Depuis l'annonce de ses nouvelles fonctions, Nathalie Becquart a reçu de nombreux messages, d'hommes et de femmes d'Eglise mais aussi de non-croyants ou d'amis d'autres religions, pour la féliciter de ce parcours. "Je suis très touchée, à travers ça, de me sentir profondément reliée à toutes ces personnes. Je sens que je suis appelée à vivre cette responsabilité aujourd'hui en étant très proche de tous et complètement reliée à ce peuple de Dieu", confie-t-elle, au micro d'Europe 1.

Appartenir et voter dans ce cénacle très fermé est une source d'espoir pour beaucoup de femmes qui aspirent à plus de responsabilités au Vatican. "L'Eglise, elle, est au cœur de la société. La place des femmes a bougé depuis un siècle et elle continue à bouger", affirme Nathalie Becquart, pointant le rôle des religieuses : près de 440.000 femmes dans le monde, sur le terrain, "proche des gens, à les servir à travers l'éducation, les hôpitaux". "Elles sont aussi à travailler dans de nombreux postes au Vatican", rappelle la religieuse. "Vous savez qu'à la Curie romaine, aujourd'hui, il n'y a pas loin de 25 femmes.
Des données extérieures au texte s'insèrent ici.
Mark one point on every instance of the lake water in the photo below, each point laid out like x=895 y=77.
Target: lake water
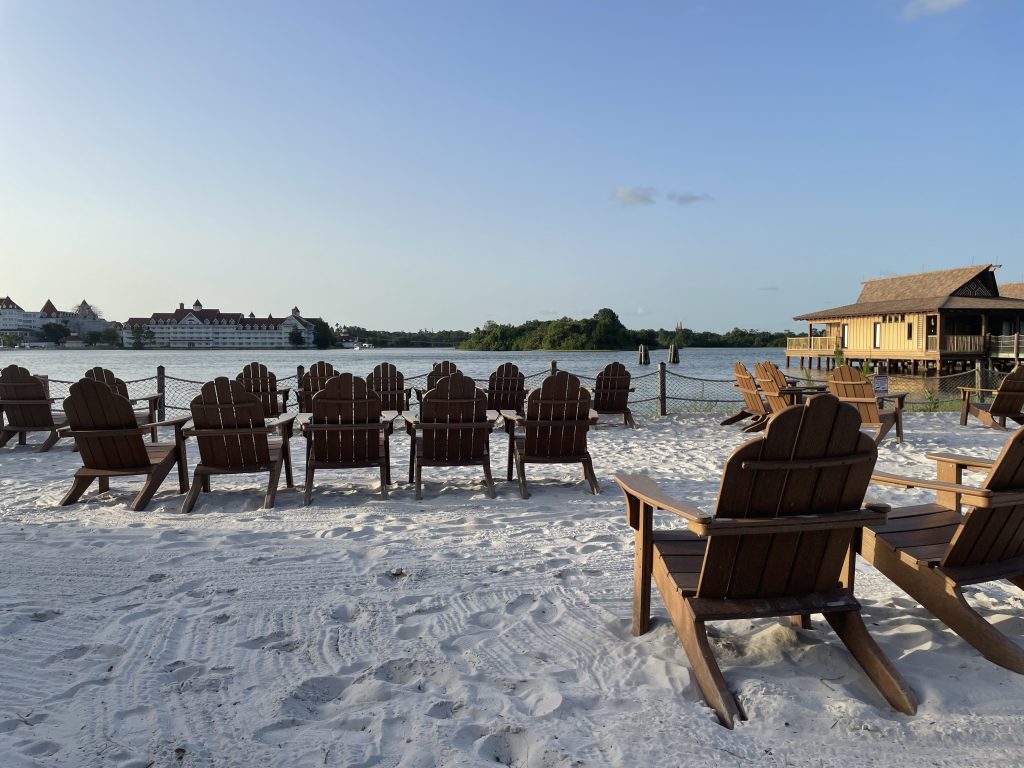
x=203 y=365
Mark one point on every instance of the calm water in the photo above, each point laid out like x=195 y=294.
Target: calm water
x=196 y=365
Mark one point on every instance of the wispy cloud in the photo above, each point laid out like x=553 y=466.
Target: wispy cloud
x=686 y=199
x=919 y=8
x=635 y=196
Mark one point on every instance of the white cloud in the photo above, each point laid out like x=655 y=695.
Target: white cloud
x=919 y=8
x=635 y=196
x=685 y=199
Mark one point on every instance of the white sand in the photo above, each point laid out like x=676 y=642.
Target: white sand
x=455 y=631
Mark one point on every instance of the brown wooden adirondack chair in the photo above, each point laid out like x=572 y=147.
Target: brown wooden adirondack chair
x=849 y=385
x=235 y=438
x=346 y=431
x=439 y=370
x=611 y=392
x=28 y=408
x=453 y=429
x=152 y=400
x=313 y=381
x=389 y=385
x=1008 y=401
x=777 y=545
x=255 y=378
x=110 y=440
x=932 y=551
x=507 y=388
x=754 y=407
x=554 y=429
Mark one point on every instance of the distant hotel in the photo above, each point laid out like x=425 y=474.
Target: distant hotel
x=212 y=329
x=28 y=325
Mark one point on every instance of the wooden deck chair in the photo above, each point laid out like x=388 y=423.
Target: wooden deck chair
x=453 y=430
x=313 y=381
x=754 y=407
x=346 y=431
x=148 y=415
x=507 y=388
x=778 y=544
x=931 y=551
x=554 y=429
x=27 y=408
x=256 y=379
x=611 y=392
x=110 y=440
x=849 y=385
x=235 y=438
x=389 y=385
x=439 y=370
x=1008 y=401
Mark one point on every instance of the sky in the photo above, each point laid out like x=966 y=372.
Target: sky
x=404 y=165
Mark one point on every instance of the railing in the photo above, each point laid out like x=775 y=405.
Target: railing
x=969 y=344
x=812 y=344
Et ça, ça bouge petit à petit."

Un synode à préparer pour octobre 2022

Le synode, chargée d'étudier les grandes questions doctrinales depuis 1965, est animé par des "pères synodaux" (évêques ou cardinaux) ayant le droit de vote. Il compte en outre des auditrices et des expertes, sans droit de vote. Religieuse de la congrégation des Xavières, Nathalie Becquart, 52 ans, était depuis 2019 "consultrice". La diplômée d'HEC, étudiante en théologie, philosophie et récemment spécialisée en ecclésiologie, décrit sa mission comme "un travail d'équipe de direction" pour préparer ce prochain rendez-vous de débats et de réflexions dans huit mois. "On ne va pas manquer de travail : la tâche est devant nous", plaisante-t-elle. "Le but d'un synode, c'est d'arriver à un consensus, de créer de la communion", rappelle-t-elle. "Donc, en fait, le vote n'intervient qu'à la fin. Si le processus a bien fonctionné, quasiment tout est voté à l'unanimité à la fin"
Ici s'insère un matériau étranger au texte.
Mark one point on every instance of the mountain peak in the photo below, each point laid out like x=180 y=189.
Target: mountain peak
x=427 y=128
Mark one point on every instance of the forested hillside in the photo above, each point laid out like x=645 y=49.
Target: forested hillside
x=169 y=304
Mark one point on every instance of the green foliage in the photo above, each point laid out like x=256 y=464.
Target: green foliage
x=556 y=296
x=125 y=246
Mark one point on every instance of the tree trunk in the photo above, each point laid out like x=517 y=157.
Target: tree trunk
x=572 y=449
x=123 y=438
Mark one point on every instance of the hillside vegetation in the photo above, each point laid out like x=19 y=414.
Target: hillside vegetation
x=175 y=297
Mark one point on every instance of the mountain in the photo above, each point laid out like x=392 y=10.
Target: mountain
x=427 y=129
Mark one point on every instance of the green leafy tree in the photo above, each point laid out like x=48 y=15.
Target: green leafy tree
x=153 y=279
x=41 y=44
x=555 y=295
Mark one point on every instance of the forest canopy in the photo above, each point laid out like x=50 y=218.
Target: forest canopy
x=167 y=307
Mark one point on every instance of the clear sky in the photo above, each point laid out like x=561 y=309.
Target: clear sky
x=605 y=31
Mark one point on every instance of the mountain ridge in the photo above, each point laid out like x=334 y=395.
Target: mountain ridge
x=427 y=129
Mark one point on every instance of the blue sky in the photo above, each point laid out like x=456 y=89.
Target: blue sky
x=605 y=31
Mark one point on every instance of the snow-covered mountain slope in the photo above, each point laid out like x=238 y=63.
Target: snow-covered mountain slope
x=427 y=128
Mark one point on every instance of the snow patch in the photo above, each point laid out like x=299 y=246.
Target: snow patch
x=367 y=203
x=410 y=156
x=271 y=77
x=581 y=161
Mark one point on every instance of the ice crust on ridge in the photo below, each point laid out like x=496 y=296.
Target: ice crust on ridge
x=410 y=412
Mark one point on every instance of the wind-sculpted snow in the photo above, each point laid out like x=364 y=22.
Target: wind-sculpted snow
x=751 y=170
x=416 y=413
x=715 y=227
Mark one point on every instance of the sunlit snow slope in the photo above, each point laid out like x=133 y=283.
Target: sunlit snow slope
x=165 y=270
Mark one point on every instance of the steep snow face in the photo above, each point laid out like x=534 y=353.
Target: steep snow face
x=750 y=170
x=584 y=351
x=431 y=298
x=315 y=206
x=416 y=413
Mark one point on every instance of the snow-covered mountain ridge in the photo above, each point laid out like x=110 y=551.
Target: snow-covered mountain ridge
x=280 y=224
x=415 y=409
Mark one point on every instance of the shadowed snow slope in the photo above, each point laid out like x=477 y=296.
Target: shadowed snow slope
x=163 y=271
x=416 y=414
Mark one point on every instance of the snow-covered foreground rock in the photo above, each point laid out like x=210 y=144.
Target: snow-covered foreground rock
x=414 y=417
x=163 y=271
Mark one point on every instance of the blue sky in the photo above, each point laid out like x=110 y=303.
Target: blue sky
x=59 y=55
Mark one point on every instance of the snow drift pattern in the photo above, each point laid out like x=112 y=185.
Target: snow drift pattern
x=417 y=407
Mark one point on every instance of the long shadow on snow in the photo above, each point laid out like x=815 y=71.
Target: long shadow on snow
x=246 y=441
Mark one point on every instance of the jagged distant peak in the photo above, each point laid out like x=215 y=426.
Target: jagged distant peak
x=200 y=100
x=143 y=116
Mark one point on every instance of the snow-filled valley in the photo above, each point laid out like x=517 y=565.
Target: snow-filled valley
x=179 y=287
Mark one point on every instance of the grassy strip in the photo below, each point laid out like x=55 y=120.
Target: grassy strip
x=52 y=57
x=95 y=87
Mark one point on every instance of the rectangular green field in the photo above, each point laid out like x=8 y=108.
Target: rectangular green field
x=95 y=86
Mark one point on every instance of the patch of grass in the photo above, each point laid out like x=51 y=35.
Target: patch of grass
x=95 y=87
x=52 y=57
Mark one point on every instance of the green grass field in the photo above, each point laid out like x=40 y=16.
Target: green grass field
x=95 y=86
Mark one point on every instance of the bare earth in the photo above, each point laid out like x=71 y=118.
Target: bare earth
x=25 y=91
Elle a dirigé en France le Service national pour l'évangélisation des jeunes et des vocations de la Conférence des évêques de France de 2012 à 2018 et publié plusieurs essais  dont Religieuse, pourquoi? Cette vie en vaut la peine et C'est maintenant le temps favorable – Cinq regards de femmes sur la crise.

Cette prochaine assemblée consacrée justement à la "synodalité", pluralité de réalité dans l'Eglise, devrait permettre l'évocation de ces ouvertures au sein de l'institution catholique, notamment vis-à-vis des femmes. Un désir porté et exprimé par le pape François, assure la nouvelle sous-secrétaire du synode des évêques. "Il fait un certain nombre de gestes. Maintenant, les changements de mentalités, la conversion des manières de fonctionner dans bien des lieux, ça prend du temps. Il s'agit de continuer à chercher ensemble des chemins qui vont permettre ce respect mutuel, cette égalité et surtout ce travail commun. Je crois qu'aujourd'hui, en particulier en temps de crise, c'est la diversité qui va nous permettre de trouver les chemins."